7. The device of the claim 6, wherein the processor is further used for

receiving a predefined number of video frames;

determining image regions for each video frames; and

determining average value of the image regions of the predefined number of video frames as a common image region.

8. The device of the claim 6, wherein the processor is further used for determining a value closed to aspect ratio of the image region from 4:3, 16:9 and 14:9 as a verified aspect ratio of the image region.

9. The device of the claim 6, wherein the processor is further used for

performing in the video frame scanning horizontally from top to bottom, scanning horizontally from bottom to top, scanning vertically from left to right and scanning vertically from right to left;

during each scanning, if pixels in a row or column have a same value determining the row or the column belongs to masking; and

determining the image region.

10. The device of the claim 6, wherein the processor is further used for

receiving an input selectable from a) scaling by a same factor the image to fill entire output video frame and cutting off excess portion of the enlarged image; b) scaling by a same factor the image so as to make one pair of edges of the image overlap with one pair of edges of the output video frame while keeping the other pair of edges of the image within the output video frame; c) stretching the image to fill entire output video frame; and d) scaling by different factors in the center and at the edges of the image to fill entire output video frame; and

storing the input as the predefined value in the storage.

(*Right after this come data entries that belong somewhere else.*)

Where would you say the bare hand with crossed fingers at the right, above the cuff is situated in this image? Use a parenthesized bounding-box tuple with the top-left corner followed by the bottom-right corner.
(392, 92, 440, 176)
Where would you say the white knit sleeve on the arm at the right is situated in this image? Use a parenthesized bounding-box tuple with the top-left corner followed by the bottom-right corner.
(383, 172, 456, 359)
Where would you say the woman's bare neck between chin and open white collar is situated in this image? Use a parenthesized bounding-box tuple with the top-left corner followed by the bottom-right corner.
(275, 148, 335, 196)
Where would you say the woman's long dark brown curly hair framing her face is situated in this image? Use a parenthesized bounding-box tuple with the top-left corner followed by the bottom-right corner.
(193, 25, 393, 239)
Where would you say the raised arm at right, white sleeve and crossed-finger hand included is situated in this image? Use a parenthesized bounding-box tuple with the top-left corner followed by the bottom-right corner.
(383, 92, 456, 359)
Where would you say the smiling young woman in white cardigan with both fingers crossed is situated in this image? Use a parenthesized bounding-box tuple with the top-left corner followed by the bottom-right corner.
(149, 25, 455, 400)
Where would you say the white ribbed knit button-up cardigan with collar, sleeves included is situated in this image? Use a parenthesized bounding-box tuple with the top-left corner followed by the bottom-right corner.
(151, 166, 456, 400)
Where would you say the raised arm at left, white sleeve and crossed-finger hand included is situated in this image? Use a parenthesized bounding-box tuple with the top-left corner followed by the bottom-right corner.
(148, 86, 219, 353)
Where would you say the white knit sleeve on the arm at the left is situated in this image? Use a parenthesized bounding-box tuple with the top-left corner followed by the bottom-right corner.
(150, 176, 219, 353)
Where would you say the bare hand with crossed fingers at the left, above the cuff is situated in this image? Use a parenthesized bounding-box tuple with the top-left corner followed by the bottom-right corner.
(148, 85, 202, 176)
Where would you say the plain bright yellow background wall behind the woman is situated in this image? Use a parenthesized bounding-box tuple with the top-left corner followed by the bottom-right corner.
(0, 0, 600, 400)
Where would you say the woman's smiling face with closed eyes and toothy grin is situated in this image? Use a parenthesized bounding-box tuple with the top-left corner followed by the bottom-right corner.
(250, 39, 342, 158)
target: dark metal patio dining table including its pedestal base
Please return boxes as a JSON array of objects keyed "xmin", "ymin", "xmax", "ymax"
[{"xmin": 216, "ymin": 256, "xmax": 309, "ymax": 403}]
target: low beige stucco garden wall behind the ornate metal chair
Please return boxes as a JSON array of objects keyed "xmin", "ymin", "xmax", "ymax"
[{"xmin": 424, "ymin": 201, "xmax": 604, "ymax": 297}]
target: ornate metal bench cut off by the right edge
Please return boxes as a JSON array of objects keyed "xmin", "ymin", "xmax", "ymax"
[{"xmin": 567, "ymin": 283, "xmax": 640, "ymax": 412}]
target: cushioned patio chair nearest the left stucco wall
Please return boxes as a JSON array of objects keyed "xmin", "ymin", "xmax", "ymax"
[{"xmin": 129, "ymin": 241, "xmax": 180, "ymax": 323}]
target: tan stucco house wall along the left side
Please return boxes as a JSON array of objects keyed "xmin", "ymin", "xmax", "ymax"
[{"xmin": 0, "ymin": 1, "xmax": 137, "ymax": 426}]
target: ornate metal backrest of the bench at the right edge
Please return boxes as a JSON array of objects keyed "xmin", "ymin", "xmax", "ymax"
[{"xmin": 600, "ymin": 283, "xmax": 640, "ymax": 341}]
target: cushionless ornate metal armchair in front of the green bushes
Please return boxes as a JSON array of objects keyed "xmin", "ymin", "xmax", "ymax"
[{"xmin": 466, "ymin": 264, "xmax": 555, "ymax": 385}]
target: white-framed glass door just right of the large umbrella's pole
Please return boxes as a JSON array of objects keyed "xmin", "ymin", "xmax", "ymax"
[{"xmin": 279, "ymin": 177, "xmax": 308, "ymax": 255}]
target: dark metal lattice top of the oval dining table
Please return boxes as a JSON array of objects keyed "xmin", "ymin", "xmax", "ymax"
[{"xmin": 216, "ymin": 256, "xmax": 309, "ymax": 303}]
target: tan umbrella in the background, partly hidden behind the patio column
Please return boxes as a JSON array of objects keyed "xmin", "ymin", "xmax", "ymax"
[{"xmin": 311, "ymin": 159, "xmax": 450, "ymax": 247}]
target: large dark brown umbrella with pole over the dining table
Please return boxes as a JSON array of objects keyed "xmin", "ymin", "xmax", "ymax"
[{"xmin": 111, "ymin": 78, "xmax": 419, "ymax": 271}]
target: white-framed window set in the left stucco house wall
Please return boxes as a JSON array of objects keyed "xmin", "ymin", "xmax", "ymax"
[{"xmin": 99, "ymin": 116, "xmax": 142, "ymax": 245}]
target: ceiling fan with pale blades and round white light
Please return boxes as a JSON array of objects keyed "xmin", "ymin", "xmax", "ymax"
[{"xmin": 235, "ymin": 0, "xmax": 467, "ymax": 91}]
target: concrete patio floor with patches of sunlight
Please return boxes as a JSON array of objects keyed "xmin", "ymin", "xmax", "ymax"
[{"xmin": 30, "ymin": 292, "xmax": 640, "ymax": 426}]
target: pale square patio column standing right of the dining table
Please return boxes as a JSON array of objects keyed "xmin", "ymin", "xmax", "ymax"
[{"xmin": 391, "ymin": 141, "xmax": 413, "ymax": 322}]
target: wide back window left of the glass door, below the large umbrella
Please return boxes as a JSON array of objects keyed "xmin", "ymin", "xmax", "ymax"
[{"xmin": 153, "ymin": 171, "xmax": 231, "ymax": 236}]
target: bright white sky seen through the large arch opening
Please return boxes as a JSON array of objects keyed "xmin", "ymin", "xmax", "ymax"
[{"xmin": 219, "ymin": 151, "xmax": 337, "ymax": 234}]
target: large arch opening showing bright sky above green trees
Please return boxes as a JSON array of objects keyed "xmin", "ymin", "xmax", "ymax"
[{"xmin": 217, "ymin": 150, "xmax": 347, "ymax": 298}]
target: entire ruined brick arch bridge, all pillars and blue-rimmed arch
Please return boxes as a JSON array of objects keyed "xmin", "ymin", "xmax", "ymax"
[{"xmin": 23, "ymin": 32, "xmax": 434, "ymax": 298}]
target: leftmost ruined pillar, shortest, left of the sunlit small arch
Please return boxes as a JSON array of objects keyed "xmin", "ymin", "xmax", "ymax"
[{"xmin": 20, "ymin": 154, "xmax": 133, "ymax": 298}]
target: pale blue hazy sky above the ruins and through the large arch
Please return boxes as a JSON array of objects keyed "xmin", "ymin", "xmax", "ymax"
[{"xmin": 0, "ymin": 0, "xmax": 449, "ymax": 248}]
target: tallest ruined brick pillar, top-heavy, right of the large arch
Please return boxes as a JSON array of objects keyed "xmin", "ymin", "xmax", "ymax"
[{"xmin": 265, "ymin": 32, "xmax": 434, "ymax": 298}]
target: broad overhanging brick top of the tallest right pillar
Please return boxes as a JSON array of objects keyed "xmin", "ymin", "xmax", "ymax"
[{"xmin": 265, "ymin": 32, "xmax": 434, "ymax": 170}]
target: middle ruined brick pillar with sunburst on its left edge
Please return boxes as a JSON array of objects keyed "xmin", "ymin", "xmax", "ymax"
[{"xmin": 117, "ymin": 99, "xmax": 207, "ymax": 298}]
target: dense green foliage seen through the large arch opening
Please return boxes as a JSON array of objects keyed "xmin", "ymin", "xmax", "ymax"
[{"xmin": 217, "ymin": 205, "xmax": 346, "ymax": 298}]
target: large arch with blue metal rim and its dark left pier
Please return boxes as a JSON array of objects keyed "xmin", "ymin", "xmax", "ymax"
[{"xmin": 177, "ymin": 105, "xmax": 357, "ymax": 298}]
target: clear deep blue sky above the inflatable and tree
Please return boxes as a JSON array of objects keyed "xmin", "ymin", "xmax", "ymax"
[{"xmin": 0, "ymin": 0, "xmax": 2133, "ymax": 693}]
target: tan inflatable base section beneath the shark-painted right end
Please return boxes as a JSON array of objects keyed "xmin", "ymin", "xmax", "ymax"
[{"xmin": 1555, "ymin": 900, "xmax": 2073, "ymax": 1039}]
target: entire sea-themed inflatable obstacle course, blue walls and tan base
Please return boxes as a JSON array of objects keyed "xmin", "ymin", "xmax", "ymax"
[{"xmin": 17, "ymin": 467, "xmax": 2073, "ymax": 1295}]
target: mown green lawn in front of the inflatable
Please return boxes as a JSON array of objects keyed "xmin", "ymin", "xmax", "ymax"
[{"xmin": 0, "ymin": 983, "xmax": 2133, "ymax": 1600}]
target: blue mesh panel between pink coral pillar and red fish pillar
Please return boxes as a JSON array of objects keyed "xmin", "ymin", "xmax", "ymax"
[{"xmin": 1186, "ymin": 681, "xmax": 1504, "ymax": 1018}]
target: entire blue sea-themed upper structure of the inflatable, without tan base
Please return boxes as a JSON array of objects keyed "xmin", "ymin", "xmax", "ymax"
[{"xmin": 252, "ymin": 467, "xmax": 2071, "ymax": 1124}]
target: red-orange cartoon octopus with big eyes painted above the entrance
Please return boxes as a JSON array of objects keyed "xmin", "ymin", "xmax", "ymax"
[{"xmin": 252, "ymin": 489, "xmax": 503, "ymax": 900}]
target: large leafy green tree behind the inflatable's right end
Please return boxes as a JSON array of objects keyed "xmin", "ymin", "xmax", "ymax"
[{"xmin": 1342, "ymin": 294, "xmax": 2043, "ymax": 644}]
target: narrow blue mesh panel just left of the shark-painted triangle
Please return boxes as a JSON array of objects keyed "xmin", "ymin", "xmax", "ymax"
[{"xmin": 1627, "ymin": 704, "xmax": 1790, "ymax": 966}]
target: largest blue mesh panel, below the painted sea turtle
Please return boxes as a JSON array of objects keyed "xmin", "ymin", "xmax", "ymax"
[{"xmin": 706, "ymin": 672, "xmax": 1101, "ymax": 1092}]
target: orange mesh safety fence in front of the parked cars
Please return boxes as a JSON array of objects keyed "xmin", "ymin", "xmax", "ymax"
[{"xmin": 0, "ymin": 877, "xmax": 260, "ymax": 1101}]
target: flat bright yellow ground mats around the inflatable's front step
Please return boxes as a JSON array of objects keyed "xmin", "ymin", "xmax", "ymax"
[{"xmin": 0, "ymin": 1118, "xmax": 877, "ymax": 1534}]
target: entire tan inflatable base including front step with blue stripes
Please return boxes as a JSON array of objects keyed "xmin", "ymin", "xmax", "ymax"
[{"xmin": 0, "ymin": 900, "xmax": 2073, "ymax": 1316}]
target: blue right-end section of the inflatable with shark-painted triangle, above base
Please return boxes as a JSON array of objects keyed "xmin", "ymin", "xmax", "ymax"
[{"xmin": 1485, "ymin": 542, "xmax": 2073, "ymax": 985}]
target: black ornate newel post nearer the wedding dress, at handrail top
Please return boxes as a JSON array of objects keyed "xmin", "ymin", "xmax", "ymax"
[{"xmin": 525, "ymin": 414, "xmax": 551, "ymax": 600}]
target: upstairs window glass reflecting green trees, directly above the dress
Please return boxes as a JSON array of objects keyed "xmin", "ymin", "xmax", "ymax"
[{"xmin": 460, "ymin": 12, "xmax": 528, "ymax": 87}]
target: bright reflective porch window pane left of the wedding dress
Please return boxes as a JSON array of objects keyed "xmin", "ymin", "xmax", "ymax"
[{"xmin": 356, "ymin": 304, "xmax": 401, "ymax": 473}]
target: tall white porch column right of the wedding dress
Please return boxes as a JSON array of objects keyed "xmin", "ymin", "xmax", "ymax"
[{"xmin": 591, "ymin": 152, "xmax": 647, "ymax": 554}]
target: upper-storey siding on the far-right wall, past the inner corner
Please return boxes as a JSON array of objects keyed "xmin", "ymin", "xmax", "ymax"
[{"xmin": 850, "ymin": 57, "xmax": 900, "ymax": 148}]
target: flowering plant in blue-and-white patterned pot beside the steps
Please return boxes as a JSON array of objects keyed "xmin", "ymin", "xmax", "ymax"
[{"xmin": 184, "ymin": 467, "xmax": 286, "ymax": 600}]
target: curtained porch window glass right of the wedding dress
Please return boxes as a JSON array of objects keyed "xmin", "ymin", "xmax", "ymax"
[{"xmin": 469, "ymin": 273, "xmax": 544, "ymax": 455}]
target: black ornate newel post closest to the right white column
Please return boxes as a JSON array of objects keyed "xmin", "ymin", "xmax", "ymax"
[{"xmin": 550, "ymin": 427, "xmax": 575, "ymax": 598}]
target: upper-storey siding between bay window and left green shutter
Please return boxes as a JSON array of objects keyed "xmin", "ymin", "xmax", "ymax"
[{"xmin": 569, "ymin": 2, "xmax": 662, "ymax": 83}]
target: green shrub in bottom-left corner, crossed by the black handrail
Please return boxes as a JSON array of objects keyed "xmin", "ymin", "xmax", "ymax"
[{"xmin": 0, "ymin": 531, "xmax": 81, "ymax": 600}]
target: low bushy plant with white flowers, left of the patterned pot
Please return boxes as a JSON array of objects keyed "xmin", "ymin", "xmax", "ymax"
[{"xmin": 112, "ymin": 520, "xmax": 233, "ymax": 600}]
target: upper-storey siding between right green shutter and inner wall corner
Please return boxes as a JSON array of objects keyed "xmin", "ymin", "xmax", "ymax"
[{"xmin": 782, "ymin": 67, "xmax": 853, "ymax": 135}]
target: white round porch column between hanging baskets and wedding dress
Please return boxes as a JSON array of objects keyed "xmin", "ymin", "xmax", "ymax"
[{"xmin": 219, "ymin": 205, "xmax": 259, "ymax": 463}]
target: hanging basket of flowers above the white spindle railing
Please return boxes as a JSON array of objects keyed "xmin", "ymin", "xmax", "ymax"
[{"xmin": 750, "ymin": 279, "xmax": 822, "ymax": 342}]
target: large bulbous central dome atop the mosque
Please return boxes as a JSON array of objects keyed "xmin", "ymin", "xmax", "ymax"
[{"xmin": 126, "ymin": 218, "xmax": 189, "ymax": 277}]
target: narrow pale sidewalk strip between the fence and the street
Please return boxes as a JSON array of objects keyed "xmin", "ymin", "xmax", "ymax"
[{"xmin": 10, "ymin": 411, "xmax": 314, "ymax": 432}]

1 1. Computer program product downloadable from a communication network and/or recorded on a medium readable by computer and/or executable by a processor, comprising program code instructions for implementing the steps of a method according to at least one of claims 1 to 5.

12. Non-transitory computer-readable medium comprising a computer program product recorded thereon and capable of being run by a processor, including program code instructions for implementing the steps of a method according to at least one of claims 1 to 5.